32nd Conference on Broadcast Meteorology/31st Conference on Radar Meteorology/Fifth Conference on Coastal Atmospheric and Oceanic Prediction and Processes

Thursday, 7 August 2003: 3:50 PM
National Data Buoy Center: A Portal for Marine Mesonet Data
David B. Gilhousen, NOAA/NDBC, Stennis Space Center, MS
Poster PDF (193.0 kB)
About a dozen universities are collecting environmental data from buoys and fixed stations near the U.S. coast and posting them on various web sites. However, in order to appear on meteorological workstations and be assimilated into numerical prediction models, the measurements must be coded into a World Meteorological Organization (WMO) code form and transmitted to or collected by the National Weather Service (NWS). This encoding and transmission has not occurred because many research agencies lack either the knowledge of thr proper formatting or the time to develop the encoding software.

In order to solve this problem, the National Data Buoy Center (NDBC )developed C language software that could be used to place reports in two WMO real-time codes and distributed them to many of these universities. NDBC is now serving as a collection point where universities send observations via FTP for quality control and distribution on the various meteorological circuits. Observations are posted on NDBC’s popular web site which receives over seven million hits a month and links to the proper university are installed for each station. Local NWS offices often have the observations read on NOAA Weather Radio and distribution is made to private meteorological firms, such as the Weather Channel. Among the critical users of the real-time coded data are the NWS Tropical Prediction Center (a.k.a. the National Hurricane Center) and the Federal Emergency Management Agency.

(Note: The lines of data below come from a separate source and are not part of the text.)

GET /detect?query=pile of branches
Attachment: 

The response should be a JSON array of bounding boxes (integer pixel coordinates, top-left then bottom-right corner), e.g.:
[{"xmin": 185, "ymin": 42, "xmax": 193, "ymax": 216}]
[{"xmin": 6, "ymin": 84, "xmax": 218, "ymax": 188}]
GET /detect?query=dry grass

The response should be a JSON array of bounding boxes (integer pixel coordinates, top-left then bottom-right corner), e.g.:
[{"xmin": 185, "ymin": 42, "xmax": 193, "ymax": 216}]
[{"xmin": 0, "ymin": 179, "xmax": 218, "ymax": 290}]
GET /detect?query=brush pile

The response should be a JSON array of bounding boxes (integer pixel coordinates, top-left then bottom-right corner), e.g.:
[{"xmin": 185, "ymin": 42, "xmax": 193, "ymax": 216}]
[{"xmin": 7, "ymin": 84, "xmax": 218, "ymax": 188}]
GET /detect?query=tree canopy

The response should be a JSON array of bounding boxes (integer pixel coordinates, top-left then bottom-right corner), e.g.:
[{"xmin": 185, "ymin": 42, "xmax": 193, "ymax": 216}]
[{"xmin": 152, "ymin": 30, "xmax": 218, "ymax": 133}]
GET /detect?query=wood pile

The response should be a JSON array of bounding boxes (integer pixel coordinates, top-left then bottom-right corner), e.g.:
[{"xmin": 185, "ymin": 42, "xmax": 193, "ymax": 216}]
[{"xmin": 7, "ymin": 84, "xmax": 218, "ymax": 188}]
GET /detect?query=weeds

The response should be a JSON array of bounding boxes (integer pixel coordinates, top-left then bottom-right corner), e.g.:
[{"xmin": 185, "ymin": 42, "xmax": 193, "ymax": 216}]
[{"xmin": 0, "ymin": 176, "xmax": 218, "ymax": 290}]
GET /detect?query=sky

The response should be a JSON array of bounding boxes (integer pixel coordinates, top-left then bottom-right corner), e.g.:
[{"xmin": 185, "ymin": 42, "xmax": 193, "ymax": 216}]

As of March 2003, observations from 15 buoys and 7 coastal stations operated by four different universities are sending observations to NDBC. These universities are gaining enhanced public visibility and the NWS is gaining valuable observations. Specific examples of how NDBC helped detect degraded observations from these stations will be shown and additional details will be provided to possible future collaborators.